LOS ANGELES -- Black Lives Matter, which two years ago grew out of street protests and a social-media hashtag, has established a legal partnership with a California charity, The Associated Press has learned.
The formal relationship between the national Black Lives Matter network and the San Francisco-based International Development Exchange represents another side of the loosely knit group many Americans recognize for its sometimes-disruptive demonstrations against police shootings of unarmed black men.
Since November, the not-for-profit charity also known as IDEX has been acting as a mostly unseen financial arm of Black Lives Matter, with the ability to receive grants and tax-deductible donations on the group's behalf.
More recently, the relationship evolved into a contractual partnership that will run through at least mid-2017.
IDEX is managing the group's financial affairs, allowing Black Lives Matter to focus on its mission, including building local chapters and experimenting with its organizational structure.
"We completely understand the network is in its baby stages, and it's going to take some years" to develop, IDEX Executive Director Rajasvini Bhansali said in an interview.
The goal, leaders said, is to seek social change in struggling communities in the U.S. as well as in Asia, South America and Africa, where the charity has operated for years.
The partnership links the national protest movement, which has chapters in nearly 40 U.S. cities and several more abroad, with a small charity that has worked with the needy on several continents. IDEX collected about $2 million in contributions and grants in the year ending June 2015, according to federal tax records.
"We've connected people across the country working to end the various forms of injustice impacting black people," Black Lives Matter co-founder Alicia Garza said in a statement.
The organization needed to partner with an organization that "can support us as we build these connections on a global scale."
It's not clear what the partnership will mean for the overall direction of Black Lives Matter, which has been alternately praised and derided for its confrontational tactics.
The agreement comes at a time when Black Lives Matter and a constellation of related groups are receiving a surge of donations and pledges of financial support.
Together, they are seeking reforms such as remaking the prison system, adopting universal health care and offering free college education.

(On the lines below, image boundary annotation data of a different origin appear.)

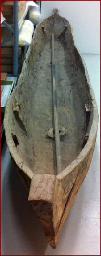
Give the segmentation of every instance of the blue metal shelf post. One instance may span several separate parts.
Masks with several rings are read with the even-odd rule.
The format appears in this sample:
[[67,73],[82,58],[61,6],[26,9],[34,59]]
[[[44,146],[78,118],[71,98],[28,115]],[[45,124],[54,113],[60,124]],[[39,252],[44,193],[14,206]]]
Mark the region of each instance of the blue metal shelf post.
[[18,1],[13,1],[13,75],[18,73]]

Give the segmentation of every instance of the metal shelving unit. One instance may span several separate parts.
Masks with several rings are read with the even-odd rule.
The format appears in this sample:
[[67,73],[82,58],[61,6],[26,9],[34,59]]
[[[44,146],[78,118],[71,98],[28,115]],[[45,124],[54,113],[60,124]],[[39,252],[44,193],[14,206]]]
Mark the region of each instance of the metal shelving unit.
[[[1,25],[1,26],[6,27],[11,32],[10,34],[7,37],[1,44],[1,46],[2,46],[6,43],[12,36],[13,37],[13,73],[11,75],[8,75],[7,79],[14,80],[14,85],[13,90],[16,86],[18,76],[18,39],[19,31],[21,26],[22,20],[26,17],[29,19],[29,6],[27,5],[26,7],[22,17],[18,21],[18,1],[13,1],[13,24],[10,26],[4,20]],[[27,47],[27,49],[28,48]],[[26,48],[25,49],[26,51]],[[1,119],[1,146],[3,146],[5,135],[3,125],[3,116]],[[2,147],[1,147],[1,149]]]
[[[13,26],[10,26],[5,20],[3,21],[1,25],[1,26],[6,27],[11,32],[10,34],[1,43],[1,47],[3,46],[11,37],[13,37],[13,73],[11,75],[12,77],[15,77],[17,78],[18,75],[19,31],[21,26],[23,20],[27,16],[27,18],[29,19],[29,7],[27,4],[25,11],[18,22],[18,1],[13,1]],[[9,75],[11,76],[11,75]]]
[[4,20],[2,24],[11,32],[11,34],[1,44],[3,46],[12,37],[13,37],[13,74],[14,77],[18,76],[18,2],[13,1],[13,28]]

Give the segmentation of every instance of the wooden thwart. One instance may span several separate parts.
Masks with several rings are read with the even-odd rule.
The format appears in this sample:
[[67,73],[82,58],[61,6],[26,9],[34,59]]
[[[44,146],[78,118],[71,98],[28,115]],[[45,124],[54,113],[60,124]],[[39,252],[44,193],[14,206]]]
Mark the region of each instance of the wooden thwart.
[[54,107],[54,130],[56,154],[57,172],[58,174],[62,171],[61,159],[61,156],[59,131],[57,109],[57,92],[55,77],[54,61],[54,35],[52,35],[52,83]]

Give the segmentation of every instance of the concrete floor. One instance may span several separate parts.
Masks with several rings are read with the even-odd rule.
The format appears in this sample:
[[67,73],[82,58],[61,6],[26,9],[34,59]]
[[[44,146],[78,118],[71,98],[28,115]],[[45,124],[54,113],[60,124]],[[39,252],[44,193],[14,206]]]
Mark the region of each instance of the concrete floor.
[[[100,56],[82,54],[100,111]],[[1,156],[2,255],[100,255],[100,124],[86,177],[63,228],[56,249],[48,244],[27,202],[5,142]]]

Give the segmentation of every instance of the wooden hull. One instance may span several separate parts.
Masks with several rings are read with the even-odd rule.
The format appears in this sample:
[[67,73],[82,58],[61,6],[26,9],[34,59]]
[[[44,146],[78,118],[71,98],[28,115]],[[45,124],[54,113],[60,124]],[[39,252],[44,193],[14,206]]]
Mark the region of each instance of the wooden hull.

For example, the Ford Foundation, working with the Borealis Philanthropy organization, hopes to attract as much as $100 million for the Movement for Black Lives, a coalition with ties to dozens of groups, including the Black Lives Matter network. Grammy-winning singer The Weeknd said last month he is donating $250,000 to the Black Lives Matter movement.
"It's not a time for donors to sit back and criticize," said Leah Hunt-Hendrix, co-founder and executive director of Solidaire, an alliance supporting progressive political causes that has invested about $800,000 over two years in various groups in the movement.
"We still live in this legacy of drastic exploitation and marginalization and violence," Hunt-Hendrix said. "If we are ever going to address racism in America, this is the time and this is the opportunity."
A key aspect of the agreement involves exchanging information and building potential alliances between Black Lives Matter and IDEX's partners overseas. The idea is for the groups and movements to learn from each other.
Black Lives Matter has agreed to make donations to IDEX's partners in Zimbabwe and South Africa, in lieu of an administrative fee for the charity's services, Bhansali said.